Ama ne yazık ki; bir gerçeği daha gördüm.

Gördüm ki, durum gerçekten vahim. Gördüm ki, gerçekten bu ülkenin selametini isteyenler, bu ülkenin bölünmesine engel olmak isteyenler, bu ülkede Türk-Kürt ayrımı yapılmasına müsaade etmeyenler gerçekten bedhahlaştırılmışlar.

Ve… gördüm ki; ezilen, borç batağı dolayısı ile intihar eden, banka icraları dolayısı ile evini, ailesini terk eden insanlar bedhah edilmişler.

Gördüm ki, kendi topraklarında barınamayıp batıya göç edenler, fakirlik edebiyatı yaparak devleti soyanlar başkaları.

Gördüm ki, altlarındaki son model arabalarla dolaşanlar, ceplerindeki paraların hesabını dahi bilemeyen, sonrada AİHM dava açanlar başkaları.

Gördüm ki,batının en büyük nimetlerinden faydalananlar, batıda dahi rahatça siyasi faaliyetlerini sürdürebilenler başkaları.

Ve… gördüm ki, bir tek iktidar partisinin sıkı emniyet kordonunda girebildiği yerlerde rahatça dolaşabilenlerin, batıda hiçbir propagasyona maruz kalmadan seçim bürolarını açanlar başkaları.

İşte bunları gördükten sonra, bu ülkeyi kanımızla kurduk diyenlerin tekrar tekrar okumasını istediğim  Büyük Kurtarıcı Atatürk’ün Gençliğe Hitabesini bir kez daha yayınlıyorum. Belki bizleri bedhahlığa itenlerin akılları başlarına gelir.


Ey Türk Gençliği!

Birinci vazifen, Türk istiklâlini, Türk Cumhuriyetini, ilelebet, muhafaza ve müdafaa etmektir.

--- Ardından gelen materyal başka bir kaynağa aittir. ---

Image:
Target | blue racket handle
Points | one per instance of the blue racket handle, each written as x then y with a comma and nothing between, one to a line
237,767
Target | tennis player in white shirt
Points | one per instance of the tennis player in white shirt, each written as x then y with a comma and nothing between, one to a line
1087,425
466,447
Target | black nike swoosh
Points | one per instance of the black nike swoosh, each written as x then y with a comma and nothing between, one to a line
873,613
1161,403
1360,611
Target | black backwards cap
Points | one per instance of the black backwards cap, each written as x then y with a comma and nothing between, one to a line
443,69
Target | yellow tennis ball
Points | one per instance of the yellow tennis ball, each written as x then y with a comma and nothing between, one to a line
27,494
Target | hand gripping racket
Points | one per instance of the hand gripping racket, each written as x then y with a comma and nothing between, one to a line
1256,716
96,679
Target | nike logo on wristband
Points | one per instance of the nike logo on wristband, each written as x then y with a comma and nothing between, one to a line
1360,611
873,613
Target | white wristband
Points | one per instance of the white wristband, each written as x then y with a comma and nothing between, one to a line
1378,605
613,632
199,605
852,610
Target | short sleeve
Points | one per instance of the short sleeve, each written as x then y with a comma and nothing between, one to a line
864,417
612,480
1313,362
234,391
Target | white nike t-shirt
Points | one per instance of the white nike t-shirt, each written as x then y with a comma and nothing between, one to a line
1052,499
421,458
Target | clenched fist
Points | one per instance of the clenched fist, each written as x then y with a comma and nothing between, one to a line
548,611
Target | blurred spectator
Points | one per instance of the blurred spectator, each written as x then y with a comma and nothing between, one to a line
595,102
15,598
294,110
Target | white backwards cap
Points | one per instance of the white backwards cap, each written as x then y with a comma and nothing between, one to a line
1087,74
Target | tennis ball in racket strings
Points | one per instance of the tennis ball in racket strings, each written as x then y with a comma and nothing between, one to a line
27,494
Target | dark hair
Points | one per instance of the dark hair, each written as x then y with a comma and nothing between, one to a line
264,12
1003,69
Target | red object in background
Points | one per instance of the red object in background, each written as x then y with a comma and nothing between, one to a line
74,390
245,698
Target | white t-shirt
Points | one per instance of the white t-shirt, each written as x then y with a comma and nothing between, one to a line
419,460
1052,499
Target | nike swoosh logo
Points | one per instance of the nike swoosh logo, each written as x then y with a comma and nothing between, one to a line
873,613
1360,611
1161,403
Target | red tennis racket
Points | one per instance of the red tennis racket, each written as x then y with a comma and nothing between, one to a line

Mevcudiyetinin ve istikbalinin yegâne temeli budur. Bu temel, senin, en kıymetli hazinendir. İstikbalde dahi, seni bu hazineden mahrum etmek isteyecek, dahilî ve haricî bedhahların olacaktır. Bir gün, İstiklâl ve Cumhuriyeti müdafaa mecburiyetine düşersen, vazifeye atılmak için, içinde bulunacağın vaziyetin imkân ve şerâitini düşünmeyeceksin! Bu imkân ve şerâit, çok nâmüsait bir mahiyette tezahür edebilir. İstiklâl ve Cumhuriyetine kastedecek düşmanlar, bütün dünyada emsali görülmemiş bir galibiyetin mümessili olabilirler. Cebren ve hile ile aziz vatanın, bütün kaleleri zaptedilmiş, bütün tersanelerine girilmiş, bütün orduları dağıtılmış ve memleketin her köşesi bilfiil işgal edilmiş olabilir. Bütün bu şerâitten daha elîm ve daha vahim olmak üzere, memleketin dahilinde, iktidara sahip olanlar gaflet ve dalâlet ve hattâ hıyanet içinde bulunabilirler. Hattâ bu iktidar sahipleri şahsî menfaatlerini, müstevlilerin siyasi emelleriyle tevhit edebilirler. Millet, fakr ü zaruret içinde harap ve bîtap düşmüş olabilir.

Ey Türk istikbalinin evlâdı! İşte, bu ahval ve şerâit içinde dahi, vazifen; Türk İstiklâl ve Cumhuriyetini kurtarmaktır! Muhtaç olduğun kudret, damarlarındaki asil kanda mevcuttur!